Enculés de Chinois, pensa Joe, sa commande devrait être arrivée depuis 2 semaines déjà. Il ouvrit un nouvel onglet et se rua sur Alibaba.com. Il trouva la page de commande et lança le chat pour discuter avec son fournisseur. Après quelques secondes d’attente, “Sharon”, l’agent qui ne s’appelait définitivement pas Sharon, se connecta. Et après quelques va-et-vient électroniques, Joe n’en savait toujours pas plus sur son colis. Sharon était probablement en train de le tourner en bourrique. Peut-être n'avaient-ils pas envoyé le colis, peut-être n’allaient-ils jamais l’envoyer, c’était le risque de bosser avec des produits illégaux et avec les Chinois. Elle finit par lui envoyer un numéro de téléphone, alors avec ses crédits Skype, il appela. Après cinq sonneries quelqu’un décrocha, mais c’était un système vocal électronique en chinois qui ne proposait pas d’option d’anglais.

— Putain! rugit-il
Il jeta son casque sur son bureau et alla chercher Wen, son colocataire qui habitait la chambre juste en face.
— Eh Wen, t’es occupé?
— Non. répondit le jeune homme à travers la porte.
— Tu peux me rendre service et parler à mes fournisseurs, ils ne parlent pas anglais.
— Oui, D’accord. La porte s’ouvrit et il apparut sur le pas de la porte. Wen était maigre comme un clou. Il portait un jean et une chemise à manches longues d’une coupe assez singulière très large en bas avec les manches très serrées. Il remit ses lunettes sur son front sous sa tignasse noire. Wen s’assit au bureau, clairement dérangé par le cendrier plein de pétards écrasés et le bol de nouilles instantanées froides et laissée à l’abandon manifestement depuis plusieurs heures. Après quelques touches du clavier, Wen pu finalement discuter avec une personne à l’autre bout du monde à l’autre bout du fil.

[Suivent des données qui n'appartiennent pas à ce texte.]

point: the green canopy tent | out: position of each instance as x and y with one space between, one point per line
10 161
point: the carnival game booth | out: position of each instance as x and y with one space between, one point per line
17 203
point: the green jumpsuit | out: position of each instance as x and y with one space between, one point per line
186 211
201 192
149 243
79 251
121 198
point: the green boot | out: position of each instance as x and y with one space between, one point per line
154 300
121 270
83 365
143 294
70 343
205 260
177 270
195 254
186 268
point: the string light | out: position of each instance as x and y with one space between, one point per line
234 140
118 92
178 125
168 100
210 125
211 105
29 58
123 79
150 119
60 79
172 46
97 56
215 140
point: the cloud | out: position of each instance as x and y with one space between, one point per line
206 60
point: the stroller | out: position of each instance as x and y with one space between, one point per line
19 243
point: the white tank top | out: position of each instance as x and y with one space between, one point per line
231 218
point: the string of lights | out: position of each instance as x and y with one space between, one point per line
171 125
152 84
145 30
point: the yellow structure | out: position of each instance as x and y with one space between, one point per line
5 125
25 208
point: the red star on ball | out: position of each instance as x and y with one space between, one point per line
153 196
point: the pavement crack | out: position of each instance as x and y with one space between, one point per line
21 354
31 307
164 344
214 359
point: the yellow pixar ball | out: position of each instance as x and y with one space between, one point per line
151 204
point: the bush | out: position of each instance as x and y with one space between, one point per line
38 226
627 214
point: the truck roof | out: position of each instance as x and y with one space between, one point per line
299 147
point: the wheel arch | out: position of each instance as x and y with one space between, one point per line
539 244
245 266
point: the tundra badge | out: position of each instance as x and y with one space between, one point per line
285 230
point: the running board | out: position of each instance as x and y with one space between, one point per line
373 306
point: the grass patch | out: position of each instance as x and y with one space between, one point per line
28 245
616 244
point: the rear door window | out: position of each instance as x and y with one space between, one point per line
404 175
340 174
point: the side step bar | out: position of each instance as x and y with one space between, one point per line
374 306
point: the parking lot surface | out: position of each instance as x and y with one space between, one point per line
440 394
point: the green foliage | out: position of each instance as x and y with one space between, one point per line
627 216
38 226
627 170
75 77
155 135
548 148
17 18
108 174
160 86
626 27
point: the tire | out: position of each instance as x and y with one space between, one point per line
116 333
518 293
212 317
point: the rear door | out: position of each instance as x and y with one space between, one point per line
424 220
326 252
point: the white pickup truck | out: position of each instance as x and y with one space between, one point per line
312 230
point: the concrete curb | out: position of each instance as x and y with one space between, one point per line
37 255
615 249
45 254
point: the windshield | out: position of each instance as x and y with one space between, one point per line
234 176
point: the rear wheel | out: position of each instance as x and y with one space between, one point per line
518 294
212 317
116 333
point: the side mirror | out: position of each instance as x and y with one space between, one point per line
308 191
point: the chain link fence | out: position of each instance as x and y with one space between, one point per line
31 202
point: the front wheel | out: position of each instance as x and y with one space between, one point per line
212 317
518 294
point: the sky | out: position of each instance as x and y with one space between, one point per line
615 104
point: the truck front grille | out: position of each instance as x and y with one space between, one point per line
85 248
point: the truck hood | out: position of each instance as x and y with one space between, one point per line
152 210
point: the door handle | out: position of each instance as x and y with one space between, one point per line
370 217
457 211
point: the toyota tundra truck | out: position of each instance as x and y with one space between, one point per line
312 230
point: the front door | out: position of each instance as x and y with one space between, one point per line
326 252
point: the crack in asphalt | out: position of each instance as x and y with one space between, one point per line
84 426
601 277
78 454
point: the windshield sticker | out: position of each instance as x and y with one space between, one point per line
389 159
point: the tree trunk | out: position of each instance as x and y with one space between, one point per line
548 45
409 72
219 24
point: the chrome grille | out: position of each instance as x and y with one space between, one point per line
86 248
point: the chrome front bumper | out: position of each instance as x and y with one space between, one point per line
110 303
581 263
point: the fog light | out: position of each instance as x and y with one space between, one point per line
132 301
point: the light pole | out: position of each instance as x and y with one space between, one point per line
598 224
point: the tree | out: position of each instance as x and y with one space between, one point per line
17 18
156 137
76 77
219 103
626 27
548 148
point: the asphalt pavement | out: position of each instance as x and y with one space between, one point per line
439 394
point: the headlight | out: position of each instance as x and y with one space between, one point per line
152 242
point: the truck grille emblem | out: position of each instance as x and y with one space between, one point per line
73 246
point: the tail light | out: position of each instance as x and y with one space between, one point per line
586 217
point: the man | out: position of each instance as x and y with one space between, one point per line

— Elle dit que tu n’as pas payé les frais de livraisons, donc il n’ont rien envoyé.

— Quoi?! Putain ça va mette des semaines à arriver. Les albanais vont me tuer. Son téléphone, le “vrai” se mit à sonner. Putain maintenant c’est ma mère, quelle journée de merde. — Dis-leur que je leur verse leur tune par Western Union aujourd’hui même.

Joe souffla un grand coup et glissa son doigt sur l’écran pour décrocher.

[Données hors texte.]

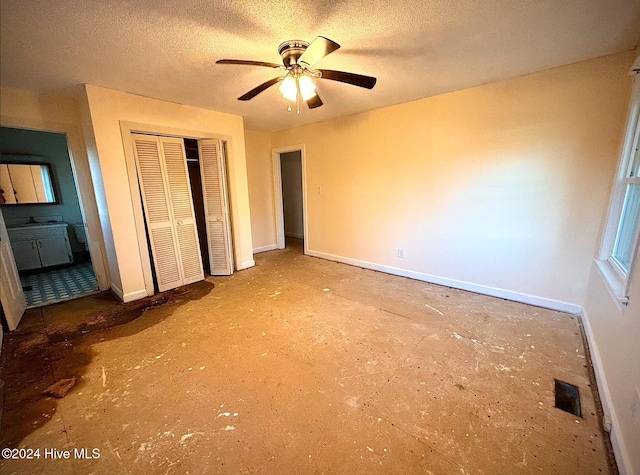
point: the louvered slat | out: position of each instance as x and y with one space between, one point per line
215 207
190 253
157 213
175 161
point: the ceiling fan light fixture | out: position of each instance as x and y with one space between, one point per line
289 88
307 87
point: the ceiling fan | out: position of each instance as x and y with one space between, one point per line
298 60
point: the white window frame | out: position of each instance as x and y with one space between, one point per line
616 278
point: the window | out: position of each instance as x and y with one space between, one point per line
620 243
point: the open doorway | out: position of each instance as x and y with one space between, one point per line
290 197
44 217
291 173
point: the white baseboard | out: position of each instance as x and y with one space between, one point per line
137 295
457 284
295 235
270 247
116 290
128 297
247 264
619 447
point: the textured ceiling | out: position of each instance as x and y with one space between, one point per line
166 49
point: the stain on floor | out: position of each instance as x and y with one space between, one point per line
300 365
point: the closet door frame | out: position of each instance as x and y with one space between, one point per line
126 129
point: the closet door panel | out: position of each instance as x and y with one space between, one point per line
182 208
216 207
157 212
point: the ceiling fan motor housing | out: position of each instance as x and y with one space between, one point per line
291 52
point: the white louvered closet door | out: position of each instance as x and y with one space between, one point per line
215 206
159 189
175 160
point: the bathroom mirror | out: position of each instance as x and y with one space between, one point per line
26 183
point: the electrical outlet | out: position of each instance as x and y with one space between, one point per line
635 406
607 423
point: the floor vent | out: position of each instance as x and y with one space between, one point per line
568 398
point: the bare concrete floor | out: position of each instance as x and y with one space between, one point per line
300 365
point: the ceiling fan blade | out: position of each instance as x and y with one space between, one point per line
242 62
349 78
314 102
318 49
257 90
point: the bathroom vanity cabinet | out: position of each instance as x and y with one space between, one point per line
40 245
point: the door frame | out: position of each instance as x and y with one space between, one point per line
126 129
84 187
277 193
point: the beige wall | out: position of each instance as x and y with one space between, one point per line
260 178
615 346
103 111
501 186
32 106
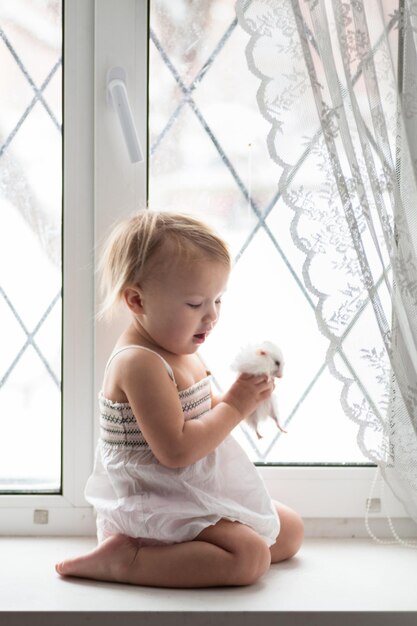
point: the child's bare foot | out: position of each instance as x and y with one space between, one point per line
111 561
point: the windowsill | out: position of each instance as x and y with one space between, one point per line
366 582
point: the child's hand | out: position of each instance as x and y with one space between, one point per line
247 392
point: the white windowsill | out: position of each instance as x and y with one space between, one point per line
366 584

— Alors t’as eu tes points? Demanda sa mère

— Non pas encore.

— Tu crois que ça a été cette fois? Demanda-t-elle

— Oui je crois, on verra. dit-il

— Quand est-ce que tu vas te prendre en main? Tout le monde avance sauf toi. Tu sais papa et moi on sera pas là pour toujours et on s’inquiète pour toi. Tu files vraiment un mauvais coton.

Joe ne dit rien et elle poursuivit

— Elle en dit quoi Géraldine? Hein? Tu crois qu’elle va rester avec un fainéant, une fille brillante comme ça. Elle m’a parlé de l’appartement. Tu es un adulte maintenant, tu n’es plus un ado quand même.

— Écoute maman je gagne ma vie, et suis mes cours et je suis sur que j’ai réussi mes examens. Il serait temps que vous me fassiez confiance.

— Tu gagnes ta vie, les mafieux aussi ils gagnent leur vie. Et ils finissent morts ou en prison. Je ne sais pas exactement ce que tu fais mais c’est clair que c’est pas tout net.

— Maman s’il te plait. Je suis occupé.

— Oui je me demande bien à quoi, à étudier certainement. Elle raccrocha.